Incremental optimizations

As we refined the presentation of the algorithms for our first post, we developed multiple “naive” implementations. Between edits, we spent some time incrementally optimizing the definition below towards the primary algorithm — the one that we tested with all the various data types the data types post — specialized to strings, i.e. jaro2 :: String -> String -> Double).

jaro :: String -> String -> Double
jaro s1 s2
 | 0 == m = 0
 | otherwise = (m / n1 + m / n2 + (m - t) / m) / 3
 where 
  n1 = fromIntegral $ length s1
  n2 = fromIntegral $ length s2
  (used, m1) = matches s1 s2
  m2 = map (s2 !!) $ sort used
  m = fromIntegral $ length m1
  t = (/ 2) $ fromIntegral $ length $ 
      filter id $ zipWith (/=) m1 m2

matches :: String -> String -> ([Int], String)
matches s1 s2 = foldl snoc initst (zip s1 [0..]) where
 window = max 0 (max (length s1) (length s2) `div` 2 - 1)
 initst = ([], "")

 snoc st@(used, m1) (c1, idx1) =
   case find p [lo .. hi] of
     Nothing -> st
     Just idx2 -> (idx2 : used, m1 ++ [c1])
   where
     p idx2 = idx2 `notElem` used && c1 == s2 !! idx2
     lo = max 0 (idx1 - window)
     hi = min (length s2 - 1) (idx1 + window)

The error bars in the graph below are +/- the standard deviation as reported by the criterion package. See the full graph PNG if this is too hard to read.

We decrypt the labels for you in the table below, but you can mostly read this bar graph from top to bottom as chronological order. In other words, the lower bars mostly include the optimizations of the bars above, with a few major exceptions. The “IntSet” variation abandons all of the optimizations between it and the original “List.sort”. The “! patterns” variation is a dead-end, and is replaced with the variant right below it, “data with ! fields…”. And all of the variants under the “beta-reduce in t” label are one-shot variations of that same algorithm — they stop accumulating. Moreover, “(jaro2)” is the primary algorithm at the String type, not a refinement of jaro.

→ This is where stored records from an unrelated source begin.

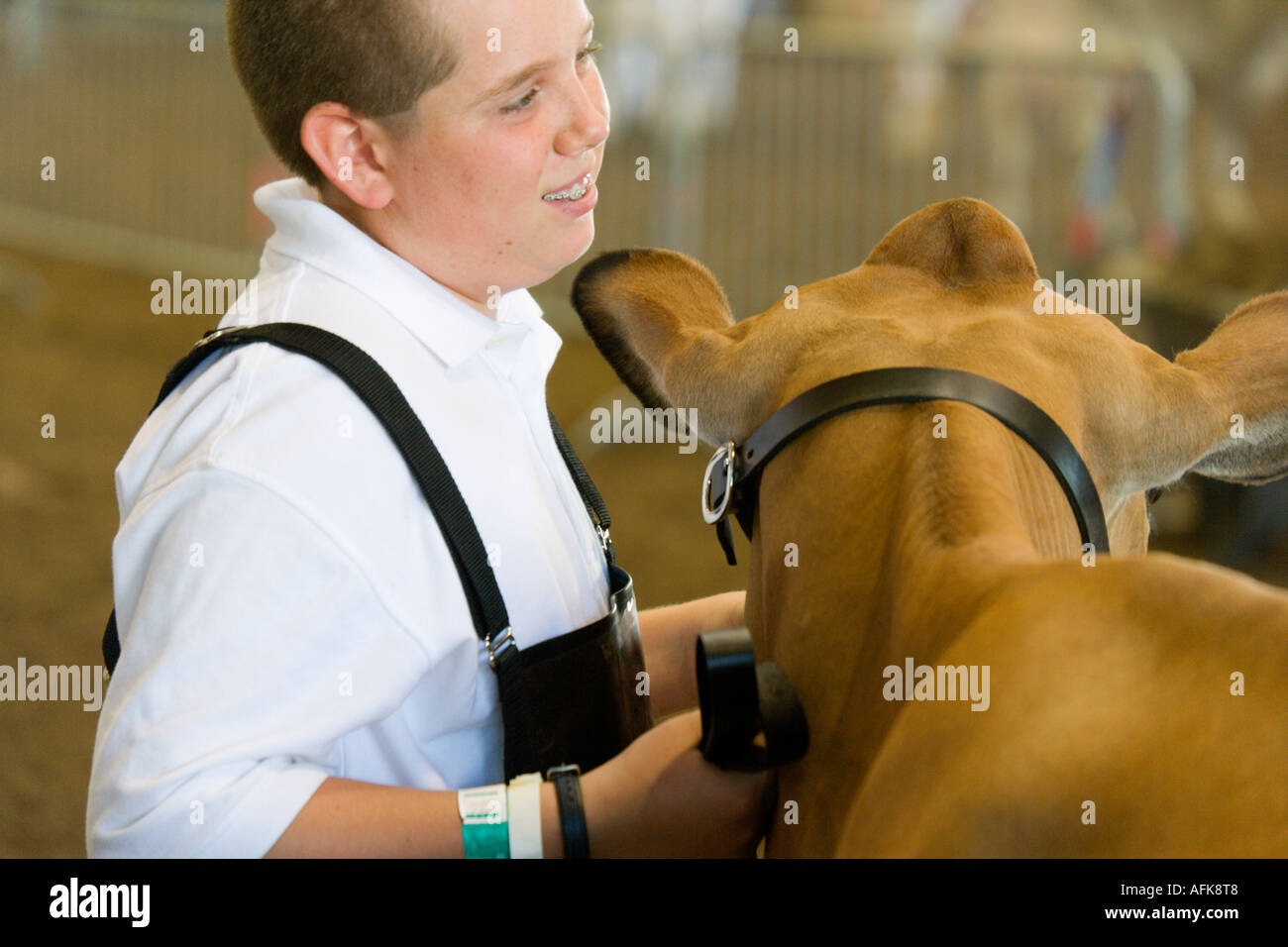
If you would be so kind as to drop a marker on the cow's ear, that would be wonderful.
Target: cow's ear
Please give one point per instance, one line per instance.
(664, 324)
(1237, 429)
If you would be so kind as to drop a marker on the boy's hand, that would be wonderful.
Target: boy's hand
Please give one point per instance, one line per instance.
(661, 797)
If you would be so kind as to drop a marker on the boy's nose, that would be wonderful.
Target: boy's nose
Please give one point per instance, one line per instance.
(588, 124)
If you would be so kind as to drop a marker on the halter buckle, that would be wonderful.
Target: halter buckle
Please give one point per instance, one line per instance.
(726, 454)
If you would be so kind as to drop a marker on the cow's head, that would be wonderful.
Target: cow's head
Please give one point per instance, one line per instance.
(954, 286)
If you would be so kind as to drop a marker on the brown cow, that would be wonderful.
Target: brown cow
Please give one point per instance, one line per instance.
(1115, 723)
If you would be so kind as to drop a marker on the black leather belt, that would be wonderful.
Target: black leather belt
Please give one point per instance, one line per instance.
(732, 479)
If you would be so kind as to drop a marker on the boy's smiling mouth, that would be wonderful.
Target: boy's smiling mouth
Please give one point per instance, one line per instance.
(574, 192)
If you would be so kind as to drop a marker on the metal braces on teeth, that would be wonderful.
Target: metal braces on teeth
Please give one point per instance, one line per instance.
(575, 193)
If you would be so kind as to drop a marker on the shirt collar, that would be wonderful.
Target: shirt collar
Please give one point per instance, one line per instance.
(309, 231)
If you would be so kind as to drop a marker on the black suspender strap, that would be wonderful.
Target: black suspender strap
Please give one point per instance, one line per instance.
(381, 395)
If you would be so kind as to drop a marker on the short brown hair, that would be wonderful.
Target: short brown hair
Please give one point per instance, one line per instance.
(376, 56)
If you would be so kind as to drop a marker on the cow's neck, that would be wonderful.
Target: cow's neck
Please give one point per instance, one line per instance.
(898, 539)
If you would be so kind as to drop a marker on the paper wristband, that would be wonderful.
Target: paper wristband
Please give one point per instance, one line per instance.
(484, 821)
(524, 805)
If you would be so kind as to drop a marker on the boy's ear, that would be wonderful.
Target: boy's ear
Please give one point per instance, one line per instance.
(348, 150)
(1240, 382)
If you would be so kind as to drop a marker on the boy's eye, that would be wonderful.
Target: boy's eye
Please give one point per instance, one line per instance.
(519, 105)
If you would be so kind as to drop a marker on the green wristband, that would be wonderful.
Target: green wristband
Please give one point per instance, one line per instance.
(485, 839)
(484, 821)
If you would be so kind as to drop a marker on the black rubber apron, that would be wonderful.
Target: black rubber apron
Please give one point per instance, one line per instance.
(580, 697)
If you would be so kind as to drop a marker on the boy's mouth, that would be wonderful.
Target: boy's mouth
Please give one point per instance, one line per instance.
(571, 193)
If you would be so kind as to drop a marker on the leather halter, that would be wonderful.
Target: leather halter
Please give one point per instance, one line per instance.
(733, 474)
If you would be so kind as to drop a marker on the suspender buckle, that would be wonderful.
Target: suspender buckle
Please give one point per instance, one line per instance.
(498, 644)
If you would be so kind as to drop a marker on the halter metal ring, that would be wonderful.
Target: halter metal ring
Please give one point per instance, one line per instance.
(722, 453)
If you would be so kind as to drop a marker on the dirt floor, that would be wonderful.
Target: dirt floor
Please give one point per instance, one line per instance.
(81, 344)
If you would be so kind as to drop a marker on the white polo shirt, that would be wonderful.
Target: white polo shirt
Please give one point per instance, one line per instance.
(287, 607)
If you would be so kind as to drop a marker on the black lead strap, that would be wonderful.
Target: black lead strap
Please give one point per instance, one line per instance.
(386, 402)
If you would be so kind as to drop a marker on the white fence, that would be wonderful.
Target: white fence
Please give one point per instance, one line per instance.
(823, 150)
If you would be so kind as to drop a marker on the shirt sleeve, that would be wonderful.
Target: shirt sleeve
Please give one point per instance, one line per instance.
(250, 643)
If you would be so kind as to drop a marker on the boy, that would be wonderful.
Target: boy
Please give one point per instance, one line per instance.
(299, 671)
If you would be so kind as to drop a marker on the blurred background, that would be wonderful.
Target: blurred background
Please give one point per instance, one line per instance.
(776, 158)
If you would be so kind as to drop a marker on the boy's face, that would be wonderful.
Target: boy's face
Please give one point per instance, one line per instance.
(468, 185)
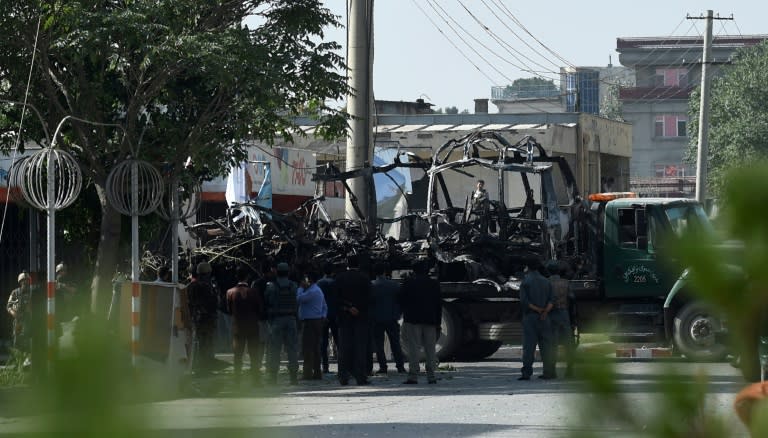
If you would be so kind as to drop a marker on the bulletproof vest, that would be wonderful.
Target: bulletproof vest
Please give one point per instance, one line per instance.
(286, 298)
(560, 292)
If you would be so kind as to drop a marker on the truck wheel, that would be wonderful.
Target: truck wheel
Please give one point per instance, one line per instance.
(694, 333)
(749, 360)
(450, 333)
(477, 350)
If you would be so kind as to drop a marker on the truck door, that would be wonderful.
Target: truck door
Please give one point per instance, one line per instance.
(630, 269)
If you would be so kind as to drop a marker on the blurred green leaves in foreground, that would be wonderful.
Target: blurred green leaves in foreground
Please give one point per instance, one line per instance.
(728, 270)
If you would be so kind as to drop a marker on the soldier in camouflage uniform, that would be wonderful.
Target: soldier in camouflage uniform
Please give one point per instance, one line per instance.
(203, 304)
(282, 306)
(19, 306)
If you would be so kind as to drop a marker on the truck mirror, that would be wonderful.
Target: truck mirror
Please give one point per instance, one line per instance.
(641, 224)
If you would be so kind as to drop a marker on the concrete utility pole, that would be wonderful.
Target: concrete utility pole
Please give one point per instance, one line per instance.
(702, 153)
(359, 105)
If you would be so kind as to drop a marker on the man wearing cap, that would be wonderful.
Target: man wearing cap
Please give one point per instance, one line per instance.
(66, 295)
(354, 288)
(480, 205)
(281, 305)
(202, 309)
(563, 324)
(245, 304)
(536, 300)
(19, 306)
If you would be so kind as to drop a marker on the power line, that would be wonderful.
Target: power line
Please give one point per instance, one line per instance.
(522, 26)
(432, 5)
(435, 8)
(518, 36)
(21, 122)
(452, 43)
(511, 50)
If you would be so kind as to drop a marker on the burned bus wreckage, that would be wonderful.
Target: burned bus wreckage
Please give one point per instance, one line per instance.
(533, 213)
(477, 253)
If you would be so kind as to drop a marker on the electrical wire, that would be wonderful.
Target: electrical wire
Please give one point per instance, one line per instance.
(21, 122)
(452, 43)
(737, 27)
(430, 2)
(525, 29)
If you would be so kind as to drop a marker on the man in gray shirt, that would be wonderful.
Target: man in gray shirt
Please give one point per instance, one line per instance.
(536, 300)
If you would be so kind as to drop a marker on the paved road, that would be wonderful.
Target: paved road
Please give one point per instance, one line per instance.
(479, 399)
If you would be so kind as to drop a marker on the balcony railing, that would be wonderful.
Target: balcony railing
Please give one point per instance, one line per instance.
(525, 92)
(654, 93)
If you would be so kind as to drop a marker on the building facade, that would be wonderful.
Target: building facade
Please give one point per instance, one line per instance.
(667, 70)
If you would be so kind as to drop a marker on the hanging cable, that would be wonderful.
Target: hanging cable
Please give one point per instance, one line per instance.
(21, 122)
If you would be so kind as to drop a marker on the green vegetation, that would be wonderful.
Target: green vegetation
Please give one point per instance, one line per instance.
(164, 80)
(731, 284)
(738, 120)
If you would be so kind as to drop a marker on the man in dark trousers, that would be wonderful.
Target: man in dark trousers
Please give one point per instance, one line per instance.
(312, 313)
(245, 304)
(354, 288)
(260, 284)
(422, 312)
(386, 313)
(536, 301)
(562, 324)
(331, 329)
(281, 304)
(203, 304)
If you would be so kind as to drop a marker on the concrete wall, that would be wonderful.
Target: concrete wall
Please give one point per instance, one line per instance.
(650, 150)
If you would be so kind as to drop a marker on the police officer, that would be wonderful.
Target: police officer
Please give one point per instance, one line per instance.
(245, 304)
(281, 305)
(536, 300)
(562, 325)
(203, 304)
(19, 307)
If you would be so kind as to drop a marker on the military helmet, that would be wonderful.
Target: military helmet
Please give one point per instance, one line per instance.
(23, 277)
(204, 268)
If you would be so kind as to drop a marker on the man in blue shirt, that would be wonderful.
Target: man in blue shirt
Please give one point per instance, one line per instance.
(331, 328)
(312, 313)
(386, 313)
(281, 305)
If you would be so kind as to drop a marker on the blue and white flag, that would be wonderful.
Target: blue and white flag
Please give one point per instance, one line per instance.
(264, 197)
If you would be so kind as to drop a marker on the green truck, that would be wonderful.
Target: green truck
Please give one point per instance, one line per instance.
(610, 244)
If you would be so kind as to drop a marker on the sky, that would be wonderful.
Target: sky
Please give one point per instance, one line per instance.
(419, 52)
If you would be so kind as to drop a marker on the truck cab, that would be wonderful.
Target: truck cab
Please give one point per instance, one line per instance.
(648, 294)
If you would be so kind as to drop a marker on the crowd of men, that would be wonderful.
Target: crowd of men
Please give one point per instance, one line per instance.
(279, 310)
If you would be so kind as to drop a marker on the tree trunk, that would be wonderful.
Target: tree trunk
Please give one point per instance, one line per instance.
(106, 255)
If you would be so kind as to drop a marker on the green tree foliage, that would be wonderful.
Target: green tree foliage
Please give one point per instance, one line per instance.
(611, 107)
(738, 117)
(170, 79)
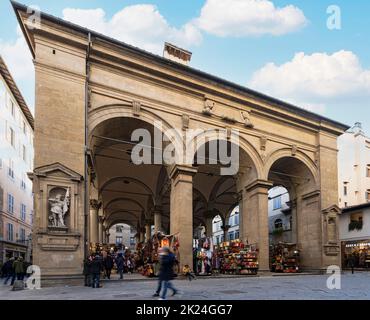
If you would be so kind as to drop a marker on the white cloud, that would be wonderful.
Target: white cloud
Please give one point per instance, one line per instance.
(17, 57)
(239, 18)
(139, 25)
(315, 80)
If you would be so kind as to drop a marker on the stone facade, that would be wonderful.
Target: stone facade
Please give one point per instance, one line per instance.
(84, 80)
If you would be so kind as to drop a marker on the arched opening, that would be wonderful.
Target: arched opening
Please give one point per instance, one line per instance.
(122, 236)
(294, 214)
(129, 176)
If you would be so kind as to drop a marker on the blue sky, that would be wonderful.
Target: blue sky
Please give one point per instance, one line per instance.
(330, 75)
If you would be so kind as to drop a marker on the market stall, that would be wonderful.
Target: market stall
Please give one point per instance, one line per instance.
(237, 258)
(149, 253)
(284, 257)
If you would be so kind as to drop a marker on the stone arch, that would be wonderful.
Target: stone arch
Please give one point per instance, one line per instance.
(115, 179)
(124, 110)
(244, 145)
(287, 153)
(123, 199)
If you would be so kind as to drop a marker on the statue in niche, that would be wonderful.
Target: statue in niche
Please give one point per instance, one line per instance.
(59, 208)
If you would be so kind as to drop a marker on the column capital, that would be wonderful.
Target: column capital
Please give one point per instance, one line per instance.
(263, 184)
(157, 209)
(95, 204)
(225, 228)
(180, 169)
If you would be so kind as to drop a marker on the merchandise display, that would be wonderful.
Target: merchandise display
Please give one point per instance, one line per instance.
(284, 257)
(237, 258)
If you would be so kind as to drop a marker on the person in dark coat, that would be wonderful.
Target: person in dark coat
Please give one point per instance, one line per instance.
(87, 272)
(167, 260)
(120, 265)
(8, 271)
(108, 265)
(351, 263)
(96, 269)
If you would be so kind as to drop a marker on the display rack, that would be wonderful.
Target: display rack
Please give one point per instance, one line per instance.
(237, 258)
(284, 257)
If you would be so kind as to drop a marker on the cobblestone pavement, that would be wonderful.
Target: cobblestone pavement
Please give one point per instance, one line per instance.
(302, 287)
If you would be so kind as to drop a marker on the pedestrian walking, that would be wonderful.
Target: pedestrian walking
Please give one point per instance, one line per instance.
(108, 265)
(87, 271)
(18, 266)
(120, 265)
(187, 272)
(351, 263)
(8, 271)
(167, 260)
(96, 269)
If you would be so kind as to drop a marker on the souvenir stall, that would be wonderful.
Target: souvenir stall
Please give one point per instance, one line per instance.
(237, 258)
(203, 250)
(150, 253)
(284, 257)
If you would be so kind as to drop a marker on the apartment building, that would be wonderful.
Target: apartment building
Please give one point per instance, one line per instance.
(16, 160)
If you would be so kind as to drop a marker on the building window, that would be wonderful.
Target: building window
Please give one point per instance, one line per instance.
(132, 241)
(11, 136)
(23, 212)
(277, 203)
(236, 219)
(278, 223)
(22, 235)
(10, 232)
(24, 153)
(10, 203)
(12, 108)
(23, 185)
(11, 169)
(118, 240)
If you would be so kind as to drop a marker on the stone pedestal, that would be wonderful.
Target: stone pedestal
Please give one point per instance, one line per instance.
(94, 220)
(101, 230)
(255, 220)
(157, 220)
(58, 249)
(148, 231)
(181, 220)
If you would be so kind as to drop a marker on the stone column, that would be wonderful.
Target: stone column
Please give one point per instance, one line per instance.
(255, 219)
(209, 224)
(142, 235)
(94, 220)
(148, 231)
(225, 229)
(157, 220)
(294, 228)
(101, 229)
(181, 214)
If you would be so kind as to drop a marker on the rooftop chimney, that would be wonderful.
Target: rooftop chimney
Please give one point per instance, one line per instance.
(176, 54)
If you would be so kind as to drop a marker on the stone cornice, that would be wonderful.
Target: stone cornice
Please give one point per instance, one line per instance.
(166, 69)
(259, 184)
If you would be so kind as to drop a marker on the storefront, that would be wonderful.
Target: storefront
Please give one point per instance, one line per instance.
(357, 252)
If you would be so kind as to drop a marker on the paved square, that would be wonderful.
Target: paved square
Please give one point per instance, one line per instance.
(301, 287)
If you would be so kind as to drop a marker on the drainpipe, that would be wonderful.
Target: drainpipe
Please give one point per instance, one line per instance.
(86, 180)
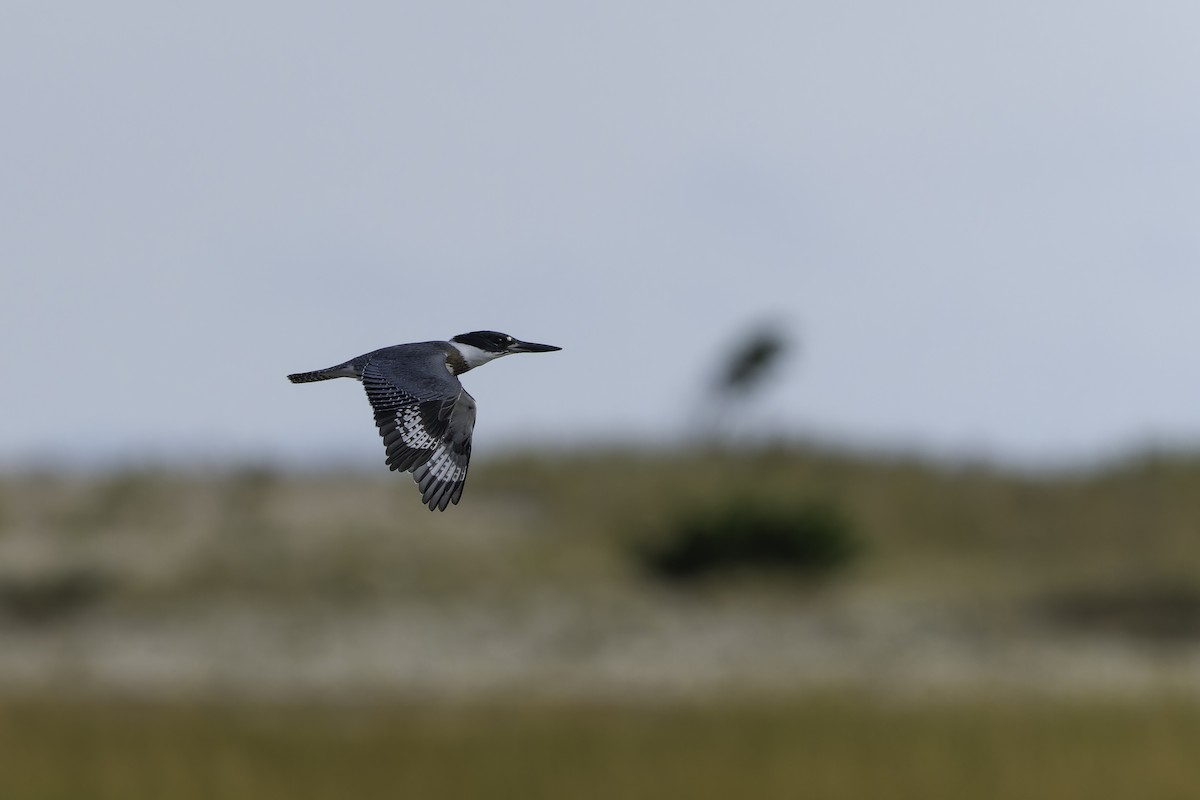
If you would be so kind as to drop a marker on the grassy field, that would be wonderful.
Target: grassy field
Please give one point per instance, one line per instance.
(832, 749)
(256, 633)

For the longest time, we were stuck at outer loop = shorter string version. All of the variations below that one explore refactorings that we had assumed GHC does automatically. In particular, we were mistaken to assume that notElem e . List.takeWhile (<= e) would get fused and that multiple occurrences of length s2 would get common-subexpression-eliminated. We continued testing a few other things we take for granted, but found no more surprises: those last four variations don’t seem to make a difference.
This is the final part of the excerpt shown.